Da braucht es schon moderne Handschuhe, um bei so viel Handarbeit die Blasen in den Griff zu bekommen.
Da braucht es schon moderne Handschuhe, um bei so viel Handarbeit die Blasen in den Griff zu bekommen.

Aus Deventer in den Niederlanden kommt ein anderer Römerfreund, der sogar gerade erst in den Förderverein in Oberaden eingetreten ist. Er greift unverzagt zum Beil und schlägt kräftig zu. Nach 20 Minuten läuft bei ihm der Schweiß in Strömen. „Das ist ganz schön anstrengend“, kommentiert er. Römer haben es ihm generell schon immer angetan. Darüber hat er auch die Oberadener kennen gelernt, wurde zu Vorträgen und Vorführungen eingeladen, bekam beim letzten Vorbereitungslager in Oberaden sogar eine Tunika geschenkt. „Seitdem gehöre ich zur Familie“, erzählt er schmunzelnd  und schlägt wieder kräftig auf die Oberfläche des Holzstamms ein.

Vorher und nachher: Bis sich ein Baumstamm in einen verwertbaren Pfosten verwandelt, ist es per Handarbeit ein weiter Weg.
Vorher und nachher: Bis sich ein Baumstamm in einen verwertbaren Pfosten verwandelt, ist es per Handarbeit ein weiter Weg.

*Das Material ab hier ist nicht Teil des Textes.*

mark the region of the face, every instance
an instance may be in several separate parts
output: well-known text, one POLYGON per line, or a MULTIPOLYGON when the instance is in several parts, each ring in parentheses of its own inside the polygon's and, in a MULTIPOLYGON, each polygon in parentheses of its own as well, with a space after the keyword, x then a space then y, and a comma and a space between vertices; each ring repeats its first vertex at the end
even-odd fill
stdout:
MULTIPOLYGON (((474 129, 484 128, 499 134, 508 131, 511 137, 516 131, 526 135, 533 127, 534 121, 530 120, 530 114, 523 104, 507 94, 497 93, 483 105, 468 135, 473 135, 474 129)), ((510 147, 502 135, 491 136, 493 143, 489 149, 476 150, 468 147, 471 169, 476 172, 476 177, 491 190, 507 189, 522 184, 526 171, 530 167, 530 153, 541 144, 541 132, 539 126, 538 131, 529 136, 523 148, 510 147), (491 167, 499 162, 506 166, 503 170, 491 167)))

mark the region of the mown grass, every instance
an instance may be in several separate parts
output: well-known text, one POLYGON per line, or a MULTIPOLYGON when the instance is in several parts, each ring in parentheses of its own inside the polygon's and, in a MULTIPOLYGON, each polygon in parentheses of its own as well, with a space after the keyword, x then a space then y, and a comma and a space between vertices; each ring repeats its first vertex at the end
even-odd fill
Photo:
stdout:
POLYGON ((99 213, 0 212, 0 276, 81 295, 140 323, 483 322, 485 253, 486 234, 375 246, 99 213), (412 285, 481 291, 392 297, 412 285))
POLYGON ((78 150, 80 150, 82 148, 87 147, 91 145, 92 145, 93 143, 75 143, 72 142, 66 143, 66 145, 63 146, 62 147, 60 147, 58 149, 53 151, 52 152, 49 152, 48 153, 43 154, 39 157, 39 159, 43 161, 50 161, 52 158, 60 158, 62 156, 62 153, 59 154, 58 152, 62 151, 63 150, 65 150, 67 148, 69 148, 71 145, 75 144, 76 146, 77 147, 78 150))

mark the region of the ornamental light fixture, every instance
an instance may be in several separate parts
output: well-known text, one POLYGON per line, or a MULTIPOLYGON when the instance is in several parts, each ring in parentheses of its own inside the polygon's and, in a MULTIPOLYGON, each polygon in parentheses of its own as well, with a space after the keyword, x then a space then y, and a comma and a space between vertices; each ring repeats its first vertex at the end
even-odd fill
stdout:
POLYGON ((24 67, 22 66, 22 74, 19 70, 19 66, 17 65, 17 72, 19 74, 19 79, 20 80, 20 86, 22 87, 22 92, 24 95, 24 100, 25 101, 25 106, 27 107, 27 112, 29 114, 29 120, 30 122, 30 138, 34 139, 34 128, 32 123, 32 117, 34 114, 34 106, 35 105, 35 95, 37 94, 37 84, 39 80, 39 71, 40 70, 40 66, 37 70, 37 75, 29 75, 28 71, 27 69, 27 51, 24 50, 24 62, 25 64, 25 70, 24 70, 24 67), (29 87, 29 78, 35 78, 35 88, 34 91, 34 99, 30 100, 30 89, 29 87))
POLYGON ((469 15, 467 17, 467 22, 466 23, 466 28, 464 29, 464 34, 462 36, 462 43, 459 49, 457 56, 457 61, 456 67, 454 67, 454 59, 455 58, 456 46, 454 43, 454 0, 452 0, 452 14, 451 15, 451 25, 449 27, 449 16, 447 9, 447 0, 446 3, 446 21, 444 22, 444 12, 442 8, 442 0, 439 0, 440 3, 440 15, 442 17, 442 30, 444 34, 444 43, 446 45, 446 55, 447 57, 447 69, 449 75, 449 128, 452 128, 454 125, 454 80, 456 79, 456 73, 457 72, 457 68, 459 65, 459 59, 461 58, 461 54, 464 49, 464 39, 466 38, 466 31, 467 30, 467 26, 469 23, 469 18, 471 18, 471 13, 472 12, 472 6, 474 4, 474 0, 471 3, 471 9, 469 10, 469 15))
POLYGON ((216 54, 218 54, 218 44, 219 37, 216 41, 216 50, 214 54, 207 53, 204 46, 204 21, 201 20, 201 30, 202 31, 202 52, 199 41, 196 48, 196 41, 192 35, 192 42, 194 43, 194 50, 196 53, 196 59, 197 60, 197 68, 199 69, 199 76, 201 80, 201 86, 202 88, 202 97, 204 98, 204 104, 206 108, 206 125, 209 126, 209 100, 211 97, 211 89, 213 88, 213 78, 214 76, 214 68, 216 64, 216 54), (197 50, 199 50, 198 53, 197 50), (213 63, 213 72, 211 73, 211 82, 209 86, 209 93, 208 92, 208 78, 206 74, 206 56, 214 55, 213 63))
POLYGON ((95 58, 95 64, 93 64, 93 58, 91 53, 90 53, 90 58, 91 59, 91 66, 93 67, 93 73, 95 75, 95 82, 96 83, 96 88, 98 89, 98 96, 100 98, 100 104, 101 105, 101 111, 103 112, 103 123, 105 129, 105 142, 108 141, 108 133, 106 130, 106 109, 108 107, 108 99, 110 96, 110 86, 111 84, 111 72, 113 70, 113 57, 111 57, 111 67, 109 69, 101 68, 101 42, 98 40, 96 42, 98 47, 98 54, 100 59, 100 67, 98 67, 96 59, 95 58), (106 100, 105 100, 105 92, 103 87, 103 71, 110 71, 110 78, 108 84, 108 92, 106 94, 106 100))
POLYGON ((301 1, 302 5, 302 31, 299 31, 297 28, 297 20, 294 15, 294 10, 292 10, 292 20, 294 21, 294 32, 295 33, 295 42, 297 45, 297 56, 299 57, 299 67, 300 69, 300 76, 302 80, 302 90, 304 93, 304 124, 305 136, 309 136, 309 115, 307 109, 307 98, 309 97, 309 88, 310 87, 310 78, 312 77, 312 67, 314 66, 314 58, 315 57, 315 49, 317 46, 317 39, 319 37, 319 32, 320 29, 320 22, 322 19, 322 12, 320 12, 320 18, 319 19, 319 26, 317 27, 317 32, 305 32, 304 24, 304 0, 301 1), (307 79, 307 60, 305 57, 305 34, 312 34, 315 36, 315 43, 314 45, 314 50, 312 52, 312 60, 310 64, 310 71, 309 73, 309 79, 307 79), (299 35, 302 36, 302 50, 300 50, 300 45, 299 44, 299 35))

Ohne derartige Freundschaften und ein intensives Familiengefühl geht es auch nicht, wo es so viel Engagement braucht. Die ganze Woche über ist Mark Schrader mit Helfern bereits im Einsatz, um etwa die von Haus Velmede gespendeten Eichen und eine gestiftete Kastanie auf das Gelände zu transportieren und mit der Kettensäge überhaupt transportfähig zu machen. Denn spätestens hier setzt die Realität allen Experimenten auch verkehrstechnische Grenzen. Wie am Ende das neue Gefache mit Führungsschiene und vorbereiteten Pfostenlöchern aufgerichtet werden soll, das wird auch noch zu lösen sein. Ohne Kran wird es nicht gehen, denn eine Tonne bringt der neue Teil der Holz-Erde-Mauer sicherlich auf die virtuelle Waage. Auch das wird noch mehr als spannend werden, wie so einiges an diesem Wochenende.